RÉFLEXIONS pour Jn 9:39-10:9
Que veut dire Jésus lorsqu'il parle de ceux qui sont venus avant lui? Si l'on considère l'aspect purement historique, la réponse est assez claire: il s'agit manifestement des nombreux prétendants à la messianité qui apparaissaient alors en Judée presque chaque jour, et qui apparaissaient pour, selon la parole de Jésus, « voler, tuer et détruire ». Tous, en effet, terminaient leur prédication par un appel à la révolte, à la guerre messianique, appel qui était presque toujours entendu, et les conséquences ne se faisaient pas attendre: l'armée romaine réprimait durement et impitoyablement tous ces mouvements. Jésus, lui, parle de lui-même comme du Pasteur qui prend soin des brebis et ne veut pas les perdre inutilement, car il a apporté dans le monde le Royaume, dont l'établissement n'exige aucune révolte.
Mais ce n'est là qu'un aspect de la question. En parlant des faux pasteurs, Jésus s'adresse aussi aux pharisiens: ce sont eux qu'il appelle aveugles, et il leur dit que s'ils reconnaissaient leur aveuglement, ils ne porteraient pas de péché.
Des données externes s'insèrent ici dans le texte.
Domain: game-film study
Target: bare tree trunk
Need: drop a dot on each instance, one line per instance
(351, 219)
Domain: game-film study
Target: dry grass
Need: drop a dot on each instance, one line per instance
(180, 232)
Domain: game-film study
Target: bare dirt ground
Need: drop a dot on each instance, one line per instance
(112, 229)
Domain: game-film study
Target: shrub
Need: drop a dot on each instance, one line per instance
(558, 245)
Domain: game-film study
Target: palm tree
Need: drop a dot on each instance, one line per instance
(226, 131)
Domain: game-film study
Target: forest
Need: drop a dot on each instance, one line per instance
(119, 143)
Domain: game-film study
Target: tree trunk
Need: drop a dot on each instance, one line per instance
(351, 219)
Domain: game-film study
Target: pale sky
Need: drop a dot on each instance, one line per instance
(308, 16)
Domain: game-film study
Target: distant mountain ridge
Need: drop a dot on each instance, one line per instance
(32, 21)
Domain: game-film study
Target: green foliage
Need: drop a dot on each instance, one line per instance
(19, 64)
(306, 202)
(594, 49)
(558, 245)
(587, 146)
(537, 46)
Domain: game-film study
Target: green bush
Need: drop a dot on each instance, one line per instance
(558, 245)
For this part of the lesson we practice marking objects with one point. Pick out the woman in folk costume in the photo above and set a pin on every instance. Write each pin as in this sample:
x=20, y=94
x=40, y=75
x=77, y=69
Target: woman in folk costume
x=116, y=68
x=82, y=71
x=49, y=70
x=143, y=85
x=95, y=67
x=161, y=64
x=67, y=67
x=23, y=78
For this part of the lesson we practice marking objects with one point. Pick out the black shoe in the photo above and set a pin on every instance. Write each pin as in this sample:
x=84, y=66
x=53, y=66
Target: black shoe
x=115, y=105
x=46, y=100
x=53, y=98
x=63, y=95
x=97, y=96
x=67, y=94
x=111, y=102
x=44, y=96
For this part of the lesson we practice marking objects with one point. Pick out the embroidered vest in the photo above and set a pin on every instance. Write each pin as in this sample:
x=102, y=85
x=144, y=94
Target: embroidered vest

Or les pharisiens, dans leur ensemble, à la différence par exemple des zélotes, n'étaient pas partisans de la guerre sainte, bien qu'ils attendissent évidemment le Messie tout autant. De quoi donc Jésus les accuse-t-il? On ne pouvait certainement pas les accuser de négliger le soin des âmes: à cet égard, les maîtres pharisiens et les rabbins étaient très zélés. Mais vers quoi se dirigeait leur zèle? Avant tout, et cela n'a rien d'étonnant, vers l'éducation religieuse de leur troupeau.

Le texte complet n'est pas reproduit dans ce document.